Auch der 58-jährige Cai Yuhua ist Bewahrer des traditionellen Produktionsverfahrens für Bambuspapiere. Er sagt, der Mangel an Nachwuchskräften liege zum einen an der Angst der jungen Leute vor der anstrengenden Arbeit und zum anderem am relativ geringen Umsatz dieser Papiere. Um Märkte zu erschließen, kam Cai auf die Idee, einen Online-Shop zu errichten. Da es für viele Kunden schwierig ist, das Papier vor Ort zu kaufen, stellt das Internet eine große Hilfe dar.
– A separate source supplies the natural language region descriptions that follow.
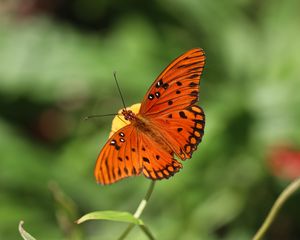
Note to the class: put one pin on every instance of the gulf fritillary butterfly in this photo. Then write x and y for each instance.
(166, 123)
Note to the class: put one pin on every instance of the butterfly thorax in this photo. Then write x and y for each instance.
(128, 115)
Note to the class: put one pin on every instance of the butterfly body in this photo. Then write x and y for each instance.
(166, 124)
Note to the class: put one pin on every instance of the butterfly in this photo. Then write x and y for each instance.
(166, 124)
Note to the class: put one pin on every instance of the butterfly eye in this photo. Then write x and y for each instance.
(159, 83)
(165, 85)
(122, 134)
(150, 96)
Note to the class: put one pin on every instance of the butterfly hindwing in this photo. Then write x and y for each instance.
(157, 162)
(129, 152)
(177, 87)
(119, 157)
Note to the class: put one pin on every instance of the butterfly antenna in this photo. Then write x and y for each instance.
(115, 76)
(99, 115)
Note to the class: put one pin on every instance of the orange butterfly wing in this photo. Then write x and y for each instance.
(129, 152)
(119, 158)
(183, 130)
(177, 87)
(168, 107)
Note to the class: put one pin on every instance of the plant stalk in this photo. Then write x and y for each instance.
(138, 213)
(283, 197)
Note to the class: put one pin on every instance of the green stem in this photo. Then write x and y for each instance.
(283, 197)
(138, 213)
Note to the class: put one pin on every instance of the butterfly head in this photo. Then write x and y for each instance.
(128, 115)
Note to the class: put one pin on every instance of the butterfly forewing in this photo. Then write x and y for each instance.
(183, 129)
(177, 87)
(168, 123)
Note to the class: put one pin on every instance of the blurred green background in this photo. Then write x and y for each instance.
(56, 64)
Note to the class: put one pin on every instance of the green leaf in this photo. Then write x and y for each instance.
(25, 235)
(112, 216)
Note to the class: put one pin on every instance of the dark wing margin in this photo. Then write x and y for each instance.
(177, 87)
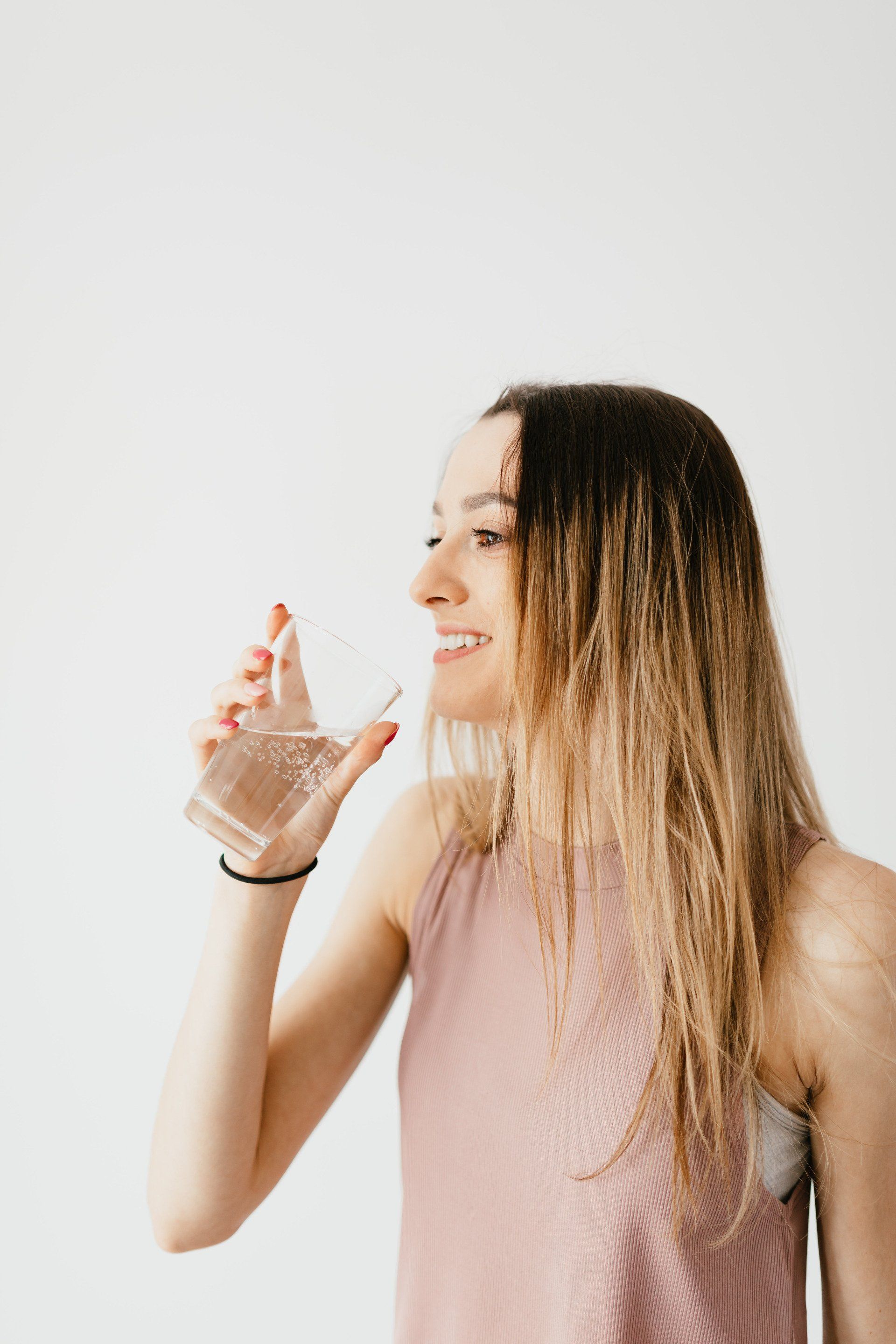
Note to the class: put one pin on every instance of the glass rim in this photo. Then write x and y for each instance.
(350, 647)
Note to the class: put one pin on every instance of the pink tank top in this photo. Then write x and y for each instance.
(499, 1244)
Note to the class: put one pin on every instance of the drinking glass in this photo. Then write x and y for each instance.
(322, 697)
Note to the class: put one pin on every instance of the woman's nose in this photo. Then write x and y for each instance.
(437, 580)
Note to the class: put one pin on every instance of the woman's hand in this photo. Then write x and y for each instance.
(300, 840)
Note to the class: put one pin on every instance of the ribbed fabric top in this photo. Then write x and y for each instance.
(499, 1242)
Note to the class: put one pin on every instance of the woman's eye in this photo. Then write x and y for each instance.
(490, 538)
(485, 532)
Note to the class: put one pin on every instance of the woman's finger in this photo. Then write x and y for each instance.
(204, 735)
(253, 662)
(237, 694)
(277, 619)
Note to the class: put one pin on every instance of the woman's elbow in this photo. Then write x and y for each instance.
(178, 1238)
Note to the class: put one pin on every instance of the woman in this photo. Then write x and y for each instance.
(653, 998)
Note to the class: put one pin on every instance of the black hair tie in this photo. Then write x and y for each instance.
(288, 877)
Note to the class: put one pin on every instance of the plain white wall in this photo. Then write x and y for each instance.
(260, 265)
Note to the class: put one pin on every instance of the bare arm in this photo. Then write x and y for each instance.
(847, 1003)
(248, 1082)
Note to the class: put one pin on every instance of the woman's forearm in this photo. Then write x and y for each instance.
(209, 1119)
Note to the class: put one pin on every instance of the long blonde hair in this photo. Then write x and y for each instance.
(638, 617)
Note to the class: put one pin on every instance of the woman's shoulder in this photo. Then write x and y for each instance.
(414, 831)
(832, 975)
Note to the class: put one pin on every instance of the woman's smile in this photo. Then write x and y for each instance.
(455, 642)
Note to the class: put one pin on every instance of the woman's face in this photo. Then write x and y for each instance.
(462, 582)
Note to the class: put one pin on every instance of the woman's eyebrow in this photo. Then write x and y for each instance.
(472, 502)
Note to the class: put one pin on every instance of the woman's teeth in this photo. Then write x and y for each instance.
(459, 642)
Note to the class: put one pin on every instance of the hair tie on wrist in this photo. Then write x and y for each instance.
(288, 877)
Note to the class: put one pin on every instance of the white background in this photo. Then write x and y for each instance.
(261, 264)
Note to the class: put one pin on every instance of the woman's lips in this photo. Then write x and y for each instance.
(449, 655)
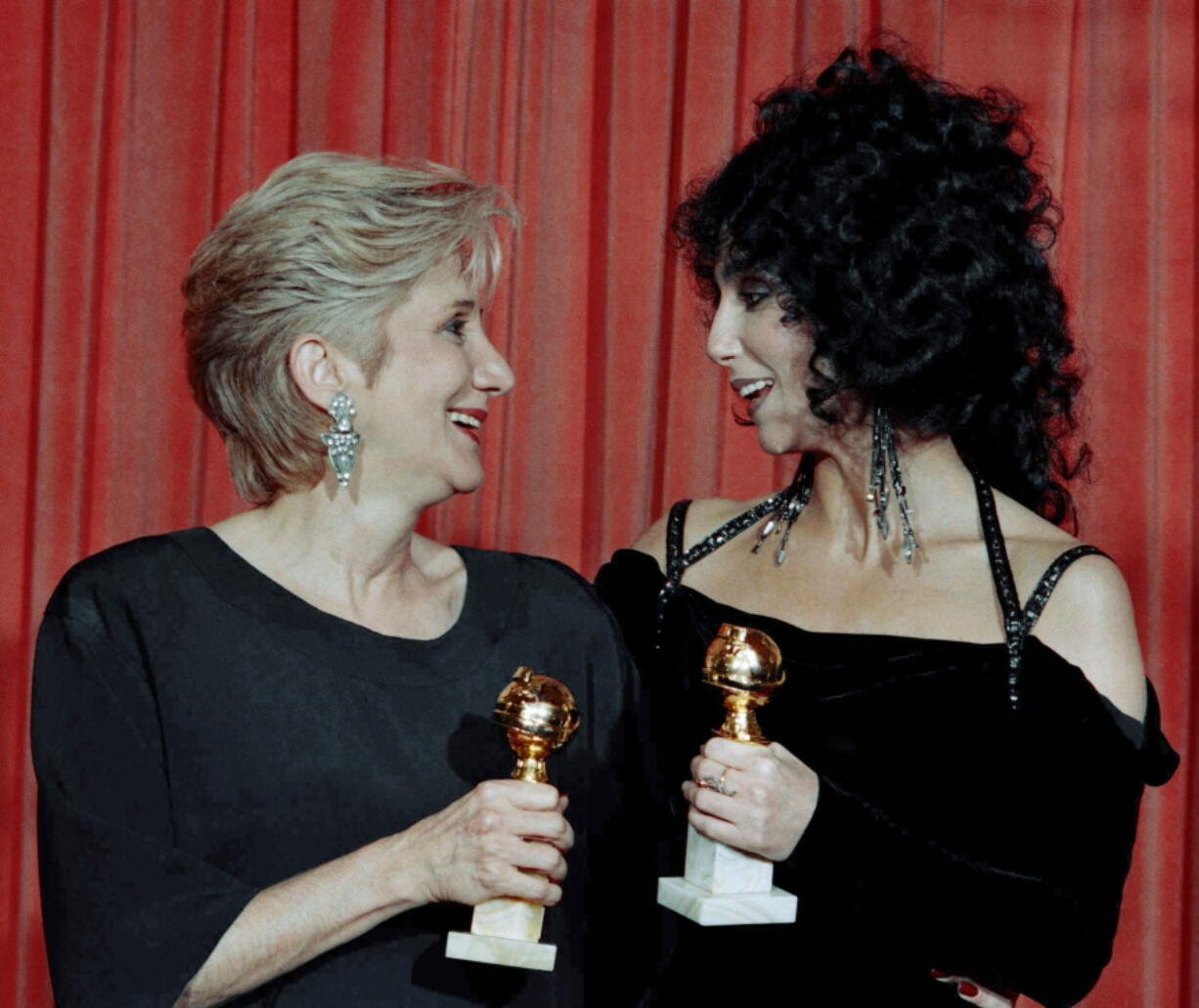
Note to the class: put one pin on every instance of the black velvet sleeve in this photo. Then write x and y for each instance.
(971, 840)
(1018, 884)
(130, 916)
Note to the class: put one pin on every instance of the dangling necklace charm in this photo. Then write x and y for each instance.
(790, 504)
(884, 456)
(342, 440)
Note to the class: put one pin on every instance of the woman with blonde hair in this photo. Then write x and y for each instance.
(265, 762)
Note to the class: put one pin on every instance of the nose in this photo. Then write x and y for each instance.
(492, 373)
(723, 334)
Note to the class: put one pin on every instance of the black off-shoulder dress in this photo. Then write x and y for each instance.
(977, 801)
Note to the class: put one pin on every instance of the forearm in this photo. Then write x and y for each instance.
(297, 919)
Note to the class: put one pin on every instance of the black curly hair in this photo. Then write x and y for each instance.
(900, 217)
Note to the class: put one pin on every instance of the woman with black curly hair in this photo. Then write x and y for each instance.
(965, 730)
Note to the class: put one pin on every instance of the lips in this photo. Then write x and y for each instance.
(468, 422)
(752, 391)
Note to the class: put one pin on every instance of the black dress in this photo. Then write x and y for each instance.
(976, 811)
(200, 733)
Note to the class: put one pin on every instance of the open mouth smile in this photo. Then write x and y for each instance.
(753, 391)
(467, 422)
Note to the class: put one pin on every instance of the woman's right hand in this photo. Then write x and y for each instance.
(504, 838)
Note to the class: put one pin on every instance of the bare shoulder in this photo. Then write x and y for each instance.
(1088, 619)
(704, 515)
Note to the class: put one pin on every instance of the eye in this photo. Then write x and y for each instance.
(753, 292)
(457, 329)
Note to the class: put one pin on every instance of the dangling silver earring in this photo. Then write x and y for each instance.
(790, 504)
(342, 439)
(882, 457)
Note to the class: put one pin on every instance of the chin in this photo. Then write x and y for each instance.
(466, 483)
(776, 442)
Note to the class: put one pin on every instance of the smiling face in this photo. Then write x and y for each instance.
(768, 361)
(423, 415)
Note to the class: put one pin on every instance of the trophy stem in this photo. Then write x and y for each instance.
(531, 768)
(741, 720)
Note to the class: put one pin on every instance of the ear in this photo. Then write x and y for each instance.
(319, 370)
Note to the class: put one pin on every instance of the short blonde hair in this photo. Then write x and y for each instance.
(329, 243)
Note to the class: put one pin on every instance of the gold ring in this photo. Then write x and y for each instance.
(722, 786)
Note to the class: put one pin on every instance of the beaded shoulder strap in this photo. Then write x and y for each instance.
(1018, 621)
(1049, 582)
(674, 540)
(678, 560)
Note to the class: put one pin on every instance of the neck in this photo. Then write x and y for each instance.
(351, 549)
(932, 473)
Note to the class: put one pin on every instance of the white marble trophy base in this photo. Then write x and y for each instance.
(726, 886)
(505, 933)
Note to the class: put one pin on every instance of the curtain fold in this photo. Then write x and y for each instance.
(131, 126)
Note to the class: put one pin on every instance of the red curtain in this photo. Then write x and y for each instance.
(132, 125)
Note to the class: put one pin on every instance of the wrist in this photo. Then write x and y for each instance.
(402, 881)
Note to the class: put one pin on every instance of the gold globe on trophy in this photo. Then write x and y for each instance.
(540, 716)
(722, 885)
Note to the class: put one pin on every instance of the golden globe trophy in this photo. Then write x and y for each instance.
(722, 885)
(540, 716)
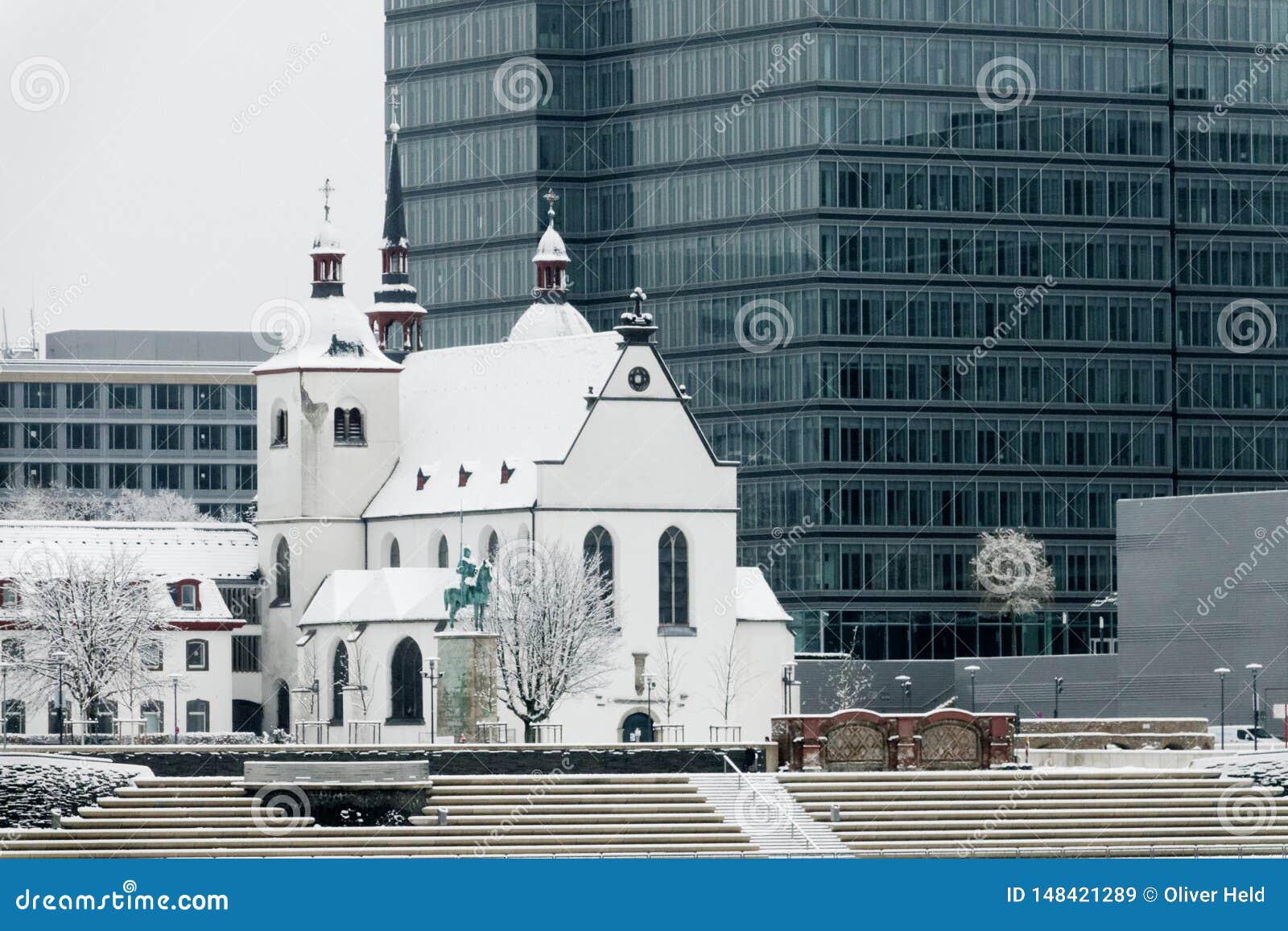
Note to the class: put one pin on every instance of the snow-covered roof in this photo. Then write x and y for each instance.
(514, 402)
(199, 550)
(549, 321)
(328, 240)
(753, 599)
(332, 335)
(551, 246)
(375, 595)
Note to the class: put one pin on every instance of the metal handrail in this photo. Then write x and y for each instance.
(792, 827)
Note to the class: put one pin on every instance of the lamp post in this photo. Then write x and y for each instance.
(789, 682)
(431, 675)
(906, 684)
(4, 703)
(174, 684)
(1220, 671)
(972, 669)
(60, 660)
(1256, 702)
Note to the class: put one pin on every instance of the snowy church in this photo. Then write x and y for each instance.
(392, 476)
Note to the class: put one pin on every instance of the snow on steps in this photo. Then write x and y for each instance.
(766, 813)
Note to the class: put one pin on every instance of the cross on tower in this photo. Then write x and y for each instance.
(393, 109)
(326, 199)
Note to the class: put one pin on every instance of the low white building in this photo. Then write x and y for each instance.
(377, 474)
(206, 583)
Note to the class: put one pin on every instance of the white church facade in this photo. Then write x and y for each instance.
(380, 463)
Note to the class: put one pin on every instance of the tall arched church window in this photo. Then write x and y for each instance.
(599, 545)
(283, 575)
(405, 682)
(673, 577)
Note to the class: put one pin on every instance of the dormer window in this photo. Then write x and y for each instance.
(186, 594)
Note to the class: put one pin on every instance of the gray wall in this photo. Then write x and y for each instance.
(1203, 583)
(147, 345)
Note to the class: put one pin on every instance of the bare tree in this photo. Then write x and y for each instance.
(362, 674)
(555, 631)
(103, 615)
(1014, 572)
(52, 504)
(669, 679)
(729, 669)
(852, 682)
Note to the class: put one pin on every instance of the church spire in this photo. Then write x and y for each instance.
(328, 254)
(551, 257)
(396, 315)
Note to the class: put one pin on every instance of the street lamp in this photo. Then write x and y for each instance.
(1256, 702)
(972, 669)
(60, 660)
(1220, 671)
(4, 703)
(906, 684)
(650, 682)
(431, 675)
(174, 682)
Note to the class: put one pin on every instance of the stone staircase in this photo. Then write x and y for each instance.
(768, 814)
(1046, 813)
(527, 815)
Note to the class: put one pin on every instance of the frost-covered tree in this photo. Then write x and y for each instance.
(729, 674)
(1014, 572)
(852, 682)
(160, 506)
(553, 617)
(52, 504)
(103, 615)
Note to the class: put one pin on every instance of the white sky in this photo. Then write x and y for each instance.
(139, 179)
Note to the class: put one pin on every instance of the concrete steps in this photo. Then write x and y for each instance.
(1037, 813)
(538, 815)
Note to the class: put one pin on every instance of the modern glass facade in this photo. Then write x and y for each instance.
(1001, 311)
Oft überschreitet die Nachfrage das Angebot.
Li Shaojun ist in diesem Jahr 63 Jahre alt geworden. Seit 16 Jahren sammelt er Materialien, die für die Herstellung des Yuanshu-Papiers verwendet werden und hat ein Buch über Bambus-Papier aus Fuyang verfasst. In über 100.000 Wörtern und mit über 500 Bildern stellt er das komplette Produktionsverfahren dar. Li erklärt:
„Ich bin sehr interessiert an dieser alten Tradition und wollte sie niderschreiben. Ich habe zwar viel recherchiert, aber nur sehr wenig Material gefunden. Es handelt sich um eine großartige Erfindung der chinesischen Nation. Wenn die Herstellungskunst verloren geht, machen wir uns schuldig gegenüber unseren Vorfahren."
Seit der Erfindung des Yuanshu-Papiers sind mehr als 1.000 Jahre vergangen. Sein Glanz ist zwar mit der Zeit ein wenig verblasst. Doch das anspruchsvolle Qualitätspapier hat auch heute noch zahllose Liebhaber.